Taken seriously, this argument leads to the rejection of any systematic constraints on government power. Why should we have a general presumption against government regulation of speech or religion? Why not instead support censorship when it “works” by improving the marketplace of ideas, and oppose it when it doesn’t? Think of all the misleading speech and religious charlatans that government regulation could potentially save us from! The answer, of course, is that government regulation of speech and religion has systematic dangers that are not unique to any one particular regulation. Given those systematic flaws, it makes sense to have a general presumption against it.

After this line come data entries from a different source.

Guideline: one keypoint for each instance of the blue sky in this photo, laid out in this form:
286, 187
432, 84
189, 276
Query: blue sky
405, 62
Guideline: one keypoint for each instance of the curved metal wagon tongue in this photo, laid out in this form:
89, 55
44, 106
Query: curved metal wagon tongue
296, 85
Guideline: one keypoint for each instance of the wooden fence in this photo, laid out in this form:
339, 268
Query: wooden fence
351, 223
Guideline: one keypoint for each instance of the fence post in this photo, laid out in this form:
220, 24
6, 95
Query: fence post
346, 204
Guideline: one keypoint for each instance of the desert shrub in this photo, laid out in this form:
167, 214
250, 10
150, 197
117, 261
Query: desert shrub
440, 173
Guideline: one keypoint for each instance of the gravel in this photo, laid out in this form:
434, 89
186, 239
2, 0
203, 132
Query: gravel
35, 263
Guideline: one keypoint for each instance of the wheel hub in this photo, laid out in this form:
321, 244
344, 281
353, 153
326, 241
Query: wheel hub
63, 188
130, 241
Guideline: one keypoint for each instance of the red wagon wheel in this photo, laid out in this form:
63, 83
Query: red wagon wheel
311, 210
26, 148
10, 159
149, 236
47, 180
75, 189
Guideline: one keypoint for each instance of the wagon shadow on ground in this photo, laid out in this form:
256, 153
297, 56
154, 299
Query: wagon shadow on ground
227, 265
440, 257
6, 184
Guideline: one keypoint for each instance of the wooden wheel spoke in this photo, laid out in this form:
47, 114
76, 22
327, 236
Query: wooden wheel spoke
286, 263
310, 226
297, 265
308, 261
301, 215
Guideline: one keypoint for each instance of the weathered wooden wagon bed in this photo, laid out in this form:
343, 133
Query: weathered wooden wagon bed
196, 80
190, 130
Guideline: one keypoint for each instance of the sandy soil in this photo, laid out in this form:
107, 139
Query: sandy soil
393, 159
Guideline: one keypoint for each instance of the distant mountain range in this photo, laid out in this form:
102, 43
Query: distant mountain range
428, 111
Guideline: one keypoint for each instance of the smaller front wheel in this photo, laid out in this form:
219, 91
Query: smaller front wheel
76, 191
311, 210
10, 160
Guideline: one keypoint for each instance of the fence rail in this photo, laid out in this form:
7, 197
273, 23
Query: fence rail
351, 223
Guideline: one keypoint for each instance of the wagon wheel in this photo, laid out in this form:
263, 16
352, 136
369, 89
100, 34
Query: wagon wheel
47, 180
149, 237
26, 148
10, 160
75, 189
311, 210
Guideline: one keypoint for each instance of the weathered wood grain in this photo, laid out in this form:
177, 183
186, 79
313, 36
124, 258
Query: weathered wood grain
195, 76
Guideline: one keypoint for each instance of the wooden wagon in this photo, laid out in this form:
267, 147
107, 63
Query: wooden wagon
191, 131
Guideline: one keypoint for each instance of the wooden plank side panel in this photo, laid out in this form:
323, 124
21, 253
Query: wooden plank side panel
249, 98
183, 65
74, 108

The same holds true for government intervention more generally, including in the economy. It too has systematic flaws that justify a presumption against it. Three of those flaws are particularly relevant to current policy debates. …

David Brooks has figured out the stimulus is a waste.

… Wise heads are now trying to restore structure and safeguards to the enterprise. In testimony this week, Alice Rivlin, Bill Clinton’s former budget director, raised the possibility of separating the temporary from the permanent measures and focusing independently on each. “A long-term investment program should not be put together hastily and lumped in with the anti-recession package,” Rivlin testified. “The elements of the investment program must be carefully planned and will not create many jobs right away.”

The best course is to return to the original Summers parameters — temporary, targeted and timely — thus making the stimulus cleaner and faster.

Strip out the permanent government programs. Many of them are worthy, but we can have that debate another day. Make the short-term stimulus bigger. Many liberal economists have been complaining it is too small, so replace the permanent programs with something like a big payroll tax cut, which would help the working class.

Add in a fiscal exit strategy so the whole thing is budget neutral over the medium term. Finally, coordinate the stimulus package with plans to shore up the housing and financial markets. Until those come to life, no amount of stimulus will do any good.

This recession is scary and complicated. It’s insane to try to tackle it and dozens of other complicated problems, all in one piece of legislation. Leadership involves prioritizing. Those who try to do everything at once will end up with a sprawling, lobbyist-driven mess that does nothing well.

Yuval Levin Corner posts on the stimulus.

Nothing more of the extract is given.